Case Information
*1 Before: TALLMAN, RAWLINSON, and BUMATAY, Circuit Judges.
Marcio Alexander Mata-Trejo, a native and citizen of Honduras, petitions pro se for review of the Board of Immigration Appeals’ (“BIA”) order dismissing his appeal from an immigration judge’s decision denying his application for asylum, withholding of removal, and relief under the Convention Against Torture *2 (“CAT”) and denying his motion for a continuance. We have jurisdiction under 8 U.S.C. § 1252. We review for abuse of discretion the denial of a motion for a continuance, and we review de novo claims of due process violations in immigration proceedings. Sandoval-Luna v. Mukasey , 526 F.3d 1243, 1246 (9th Cir. 2008). We deny the petition for review.
Mata-Trejo does not challenge the agency’s denial of his claims for asylum, withholding of removal, or relief under CAT. See Martinez-Serrano v. INS , 94 F.3d 1256, 1259-60 (9th Cir. 1996) (issues not specifically raised and argued in a party’s opening brief are waived). Thus, we deny the petition for review as to those claims.
The agency did not abuse its discretion or violate Mata- Trejo’s right to due process when it found Mata-Trejo failed to establish good cause for a continuance. See 8 C.F.R. § 1003.29 (an immigration judge may grant a continuance for good cause shown); Ahmed v. Holder , 569 F.3d 1009, 1012 (9th Cir. 2009) (listing factors to be considered in determining whether the denial of a continuance constitutes an abuse of discretion); Lata v. INS , 204 F.3d 1241, 1246 (9th Cir. 2000) (requiring error and prejudice to prevail on due process claim).

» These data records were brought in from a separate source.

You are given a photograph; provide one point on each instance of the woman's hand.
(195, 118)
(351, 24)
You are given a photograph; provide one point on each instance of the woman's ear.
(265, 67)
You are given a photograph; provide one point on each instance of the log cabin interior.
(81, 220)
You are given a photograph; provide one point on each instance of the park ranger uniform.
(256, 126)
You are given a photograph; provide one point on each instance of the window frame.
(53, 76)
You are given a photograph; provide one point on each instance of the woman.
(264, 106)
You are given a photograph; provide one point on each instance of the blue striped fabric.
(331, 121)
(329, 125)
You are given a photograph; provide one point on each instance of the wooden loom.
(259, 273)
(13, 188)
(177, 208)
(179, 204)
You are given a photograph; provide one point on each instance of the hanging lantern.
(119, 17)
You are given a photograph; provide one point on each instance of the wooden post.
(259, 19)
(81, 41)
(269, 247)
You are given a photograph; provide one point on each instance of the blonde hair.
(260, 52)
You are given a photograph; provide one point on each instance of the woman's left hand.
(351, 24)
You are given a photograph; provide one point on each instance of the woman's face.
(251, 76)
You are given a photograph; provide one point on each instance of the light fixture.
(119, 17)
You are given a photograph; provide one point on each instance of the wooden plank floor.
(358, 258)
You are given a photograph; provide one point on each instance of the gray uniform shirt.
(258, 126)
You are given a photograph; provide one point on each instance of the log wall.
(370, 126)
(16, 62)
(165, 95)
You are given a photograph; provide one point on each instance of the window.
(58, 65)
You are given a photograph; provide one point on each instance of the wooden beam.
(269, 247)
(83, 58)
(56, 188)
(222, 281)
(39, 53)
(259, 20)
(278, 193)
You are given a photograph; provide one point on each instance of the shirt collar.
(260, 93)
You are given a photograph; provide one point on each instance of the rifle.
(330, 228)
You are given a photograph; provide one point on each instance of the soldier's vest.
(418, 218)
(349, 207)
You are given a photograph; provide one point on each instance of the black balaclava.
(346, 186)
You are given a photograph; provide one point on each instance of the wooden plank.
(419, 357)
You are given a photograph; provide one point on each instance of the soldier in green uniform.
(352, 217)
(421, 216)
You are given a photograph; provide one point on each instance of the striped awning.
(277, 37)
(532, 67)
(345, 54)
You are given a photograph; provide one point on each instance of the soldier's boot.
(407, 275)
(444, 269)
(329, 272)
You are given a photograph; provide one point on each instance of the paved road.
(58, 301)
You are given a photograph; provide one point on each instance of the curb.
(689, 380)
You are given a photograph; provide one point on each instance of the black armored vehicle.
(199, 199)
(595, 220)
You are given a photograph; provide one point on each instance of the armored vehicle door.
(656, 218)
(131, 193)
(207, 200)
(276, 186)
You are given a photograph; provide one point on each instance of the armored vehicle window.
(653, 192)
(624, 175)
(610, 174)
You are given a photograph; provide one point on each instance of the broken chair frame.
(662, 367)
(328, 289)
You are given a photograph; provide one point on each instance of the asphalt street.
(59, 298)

We do not consider Mata-Trejo ’s contentions concerning his eligibility for bond because the BIA did not decide the issue in the decision that gave rise to this petition for review, see Santiago-Rodriguez v. Holder , 657 F.3d 820, 829 (9th Cir. *3 2011) (review limited to the grounds relied on by the BIA), and Mata-Trejo does not contend that was in error, see Corro-Barragan v. Holder , 718 F.3d 1174, 1177 n.5 (9th Cir. 2013) (failure to contest issue in opening brief resulted in waiver). In addition, we do not consider the materials included with the opening brief that are not part of the administrative record. See Fisher v. INS , 79 F.3d 955, 963-64 (9th Cir. 1996) (en banc) (this court’s review is limited to the administrative record underlying the BIA’s decision) .
PETITION FOR REVIEW DENIED.
[*] This disposition is not appropriate for publication and is not precedent except as provided by Ninth Circuit Rule 36-3.
[**] The panel unanimously concludes this case is suitable for decision without oral argument. See Fed. R. App. P. 34(a)(2).